# Anybody see this fursuit rock video?



## JoeStrike (May 17, 2010)

Or is this old news already?

http://www.spin.com/articles/exclusive-new-pains-being-pure-heart-video#comment-59262

no condescension, no smirks - just 'suiters having fun...


----------



## xcliber (May 17, 2010)

I've seen it.
http://thefurststate.com/forums/thread-1559.html

And I've met one or two of them. It's relatively new and is not condescending to furries whatsoever.

Edit:
Also, redundant thread is redundant.

but yeah, it's epic win.


----------



## Wyldfyre (May 17, 2010)

xcliber said:


> it's epic win.


^


----------



## xcliber (May 17, 2010)

Wyldfyre said:


> ^



We have a "This" button for that. :V


----------



## Wyldfyre (May 17, 2010)

xcliber said:


> We have a "This" button for that. :V


I know, but it's not there for me...


----------



## Moonfall The Fox (May 19, 2010)

The white and orange one with goggles is an FAF member named, I think clementine.

And this video is win.


----------



## Steel the Wolf (May 19, 2010)

OMG! Awesome! Do you thing the world is finally getting it? Or is this just an example of the phenomena where people look at a bunch of fursuiters and go "Awwww... Cute!" and they when you say "Furry" they run away in horror?


----------



## xcliber (May 20, 2010)

Moonfall The Fox said:


> The white and orange one with goggles is an FAF member named, I think clementine.
> 
> And this video is win.



Yeah, it's Clementine. She's (He's? sry i forget) one of the ones I met at a furmeet in Delaware.


----------



## Moonfall The Fox (May 20, 2010)

that would be fun  so jealous.


----------



## Siddy (May 20, 2010)

And why is this Video not the link of that day?!?!?!


----------



## Ireful (May 20, 2010)

song is meh... but the video in a whole is really cute. Makes me wish things where more simple and innocent.


----------



## Irreverent (May 20, 2010)

Siddy said:


> And why is this Video not the link of that day?!?!?!



why not suggest it?


----------



## Vulpin Greeneye (May 21, 2010)

Oh yes, iÂ´ve seen it on youtube some days ago.

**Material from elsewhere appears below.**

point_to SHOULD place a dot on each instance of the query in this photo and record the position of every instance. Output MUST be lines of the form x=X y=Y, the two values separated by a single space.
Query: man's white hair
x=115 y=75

It is a really cool video.


----------



## auzbuzzard (May 21, 2010)

I _hate_ it it's just so cute!! 

Perhaps there should be more songs or videos like this to promote the positive side of the fandom.


----------



## Debacle (May 22, 2010)

Well. That was epic, I'm glad it was linked, because if I didn't see it I would've been missing out :-D


----------